Advanced DFT-NEGF transport techniques for novel 2D-material and device exploration including HfS2/WSe2 van-der-Waals Heterojunction TFET and WTe2/WS2 metal/semiconductor contact

TL;DR

This paper introduces advanced DFT-NEGF computational techniques implemented in ATOMOS for exploring transport properties in novel 2D materials and heterojunction devices, including TFETs and metal/semiconductor contacts.

Contribution

The paper develops and details new non-orthogonal NEGF methodologies with electron-phonon interactions for 2D material device simulations, applied to HfS2/WSe2 TFETs and WTe2/WS2 junctions.

Findings

High on-current potential in HfS2/WSe2 TFETs

Effective modeling of electron-phonon interactions in 2D devices

Insights into Schottky-barrier transport in WTe2/WS2 junctions

Abstract

We present, here, advanced DFT-NEGF techniques that we have implemented in our ATOmistic MOdelling Solver, ATOMOS, to explore transport in novel materials and devices and in particular in van-der-Waals heterojunction transistors. We describe our methodologies using plane-wave DFT, followed by a Wannierization step, and linear combination of atomic orbital DFT, that leads to an orthogonal and non-orthogonal NEGF model, respectively. We then describe in detail our non-orthogonal NEGF implementation including the Sancho-Rubio and electron-phonon scattering within a non-orthogonal framework. We also present our methodology to extract electron-phonon coupling from first principle and include them in our transport simulations.

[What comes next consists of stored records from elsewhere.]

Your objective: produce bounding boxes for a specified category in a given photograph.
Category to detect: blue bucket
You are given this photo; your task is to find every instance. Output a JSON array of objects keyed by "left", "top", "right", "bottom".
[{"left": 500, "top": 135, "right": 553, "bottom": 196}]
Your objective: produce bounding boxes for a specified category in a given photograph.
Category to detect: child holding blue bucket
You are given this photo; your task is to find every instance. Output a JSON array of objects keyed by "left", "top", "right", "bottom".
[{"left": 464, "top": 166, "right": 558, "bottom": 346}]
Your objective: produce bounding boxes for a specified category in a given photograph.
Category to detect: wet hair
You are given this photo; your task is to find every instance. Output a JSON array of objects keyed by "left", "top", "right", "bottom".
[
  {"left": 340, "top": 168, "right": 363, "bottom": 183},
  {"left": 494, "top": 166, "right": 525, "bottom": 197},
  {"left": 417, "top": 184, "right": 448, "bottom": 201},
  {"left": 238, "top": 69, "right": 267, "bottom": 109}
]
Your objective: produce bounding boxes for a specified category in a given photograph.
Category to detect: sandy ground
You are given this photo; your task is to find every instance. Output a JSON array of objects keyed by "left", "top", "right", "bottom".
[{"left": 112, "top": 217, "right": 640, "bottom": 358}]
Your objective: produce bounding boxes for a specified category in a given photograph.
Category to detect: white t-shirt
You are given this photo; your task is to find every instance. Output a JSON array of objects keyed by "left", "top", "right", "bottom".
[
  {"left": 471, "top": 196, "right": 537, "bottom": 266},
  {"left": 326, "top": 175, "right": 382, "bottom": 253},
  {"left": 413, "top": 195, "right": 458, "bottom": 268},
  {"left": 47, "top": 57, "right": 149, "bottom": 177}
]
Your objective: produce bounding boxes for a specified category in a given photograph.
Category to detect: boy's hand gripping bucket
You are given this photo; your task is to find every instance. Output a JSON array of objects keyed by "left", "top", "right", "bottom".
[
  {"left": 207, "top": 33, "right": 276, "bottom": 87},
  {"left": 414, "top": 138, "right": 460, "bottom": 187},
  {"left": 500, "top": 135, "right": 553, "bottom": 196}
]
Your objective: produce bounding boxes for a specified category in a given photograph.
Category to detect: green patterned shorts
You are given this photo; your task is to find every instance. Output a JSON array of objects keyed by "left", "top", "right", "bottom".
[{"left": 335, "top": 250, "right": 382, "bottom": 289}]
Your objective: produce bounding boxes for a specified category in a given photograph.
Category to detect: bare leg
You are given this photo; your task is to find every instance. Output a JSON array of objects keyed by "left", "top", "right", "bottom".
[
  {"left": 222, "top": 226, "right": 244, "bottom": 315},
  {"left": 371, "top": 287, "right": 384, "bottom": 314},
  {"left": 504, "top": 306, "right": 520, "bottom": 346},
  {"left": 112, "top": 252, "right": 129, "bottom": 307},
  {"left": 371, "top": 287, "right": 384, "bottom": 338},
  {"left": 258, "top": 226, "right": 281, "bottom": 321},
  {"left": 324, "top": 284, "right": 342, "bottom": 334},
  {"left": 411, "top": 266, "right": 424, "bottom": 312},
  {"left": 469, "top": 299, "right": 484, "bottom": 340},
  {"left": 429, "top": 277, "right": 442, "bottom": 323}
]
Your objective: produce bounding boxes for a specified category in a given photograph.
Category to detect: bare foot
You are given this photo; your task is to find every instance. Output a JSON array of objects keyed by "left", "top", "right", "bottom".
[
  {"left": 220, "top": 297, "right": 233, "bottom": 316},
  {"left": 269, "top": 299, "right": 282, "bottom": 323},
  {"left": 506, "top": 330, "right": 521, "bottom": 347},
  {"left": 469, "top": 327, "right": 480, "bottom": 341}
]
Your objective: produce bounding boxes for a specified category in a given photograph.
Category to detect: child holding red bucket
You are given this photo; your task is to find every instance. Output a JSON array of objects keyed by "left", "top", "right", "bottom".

Finally, we apply our methods towards the exploration of novel 2D materials and devices. This includes 2D material selection and the Dynamically-Doped FET for ultimately scaled MOSFETS, the exploration of vdW TFETs, in particular the HfS2/WSe2 TFET that could achieve high on-current levels, and the study of Schottky-barrier height and transport through a metal-semiconducting WTe2/WS2 VDW junction transistor.